Hace aproximadamente una década, la industria de medios enfrentó un desafío con la irrupción de las grandes empresas tecnológicas de Silicon Valley, como Google y Facebook. En ese entonces, estas plataformas comenzaron a dominar el mercado publicitario digital, lo que generó una crisis en los modelos de negocio tradicionales de los medios de comunicación.
En la actualidad, con el desarrollo acelerado de la inteligencia artificial, muchas de esas mismas empresas y otras nuevas utilizan contenidos periodísticos para entrenar sus algoritmos.

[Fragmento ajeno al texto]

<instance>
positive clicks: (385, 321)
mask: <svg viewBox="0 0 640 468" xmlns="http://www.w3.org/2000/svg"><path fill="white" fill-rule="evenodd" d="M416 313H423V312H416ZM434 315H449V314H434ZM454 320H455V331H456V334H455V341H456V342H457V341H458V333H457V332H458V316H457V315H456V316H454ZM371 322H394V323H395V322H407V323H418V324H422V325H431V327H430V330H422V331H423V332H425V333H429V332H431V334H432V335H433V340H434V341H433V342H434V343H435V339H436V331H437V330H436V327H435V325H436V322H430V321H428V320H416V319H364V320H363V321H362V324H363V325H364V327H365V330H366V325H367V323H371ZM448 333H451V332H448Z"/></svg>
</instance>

Herramientas como ChatGPT de OpenAI, Meta AI, Gemini de Google, Grok de X y Claude de Anthropic se han popularizado, y en algunos casos pueden llegar a desplazar a los medios como fuentes de información directa.
Esta situación ha reavivado el debate global sobre la regulación del uso de contenidos protegidos y las prácticas de competencia en el sector digital. Mientras en la Unión Europea se avanza con marcos regulatorios, en Estados Unidos predomina un enfoque más desregulado. Esta tensión tiene implicancias económicas y geopolíticas, con actores como China también desempeñando un papel clave en el desarrollo de la IA, incluso con aplicaciones en el ámbito militar.
Algunas empresas de medios, como el New York Times en Estados Unidos y Folha de São Paulo en Brasil, han iniciado acciones legales para proteger sus contenidos. Anteriormente, en jurisdicciones como la Unión Europea y Australia, se lograron acuerdos y leyes que obligaron a las tecnológicas a compensar a los productores de contenidos. Sin embargo, la dinámica actual muestra una estrategia de acuerdos selectivos por parte de las grandes desarrolladoras de IA con algunos medios influyentes.
El desafío para la industria periodística, que atraviesa una etapa de transformación, es encontrar un equilibrio entre la innovación tecnológica y la protección de la propiedad intelectual, en un contexto de competencia global.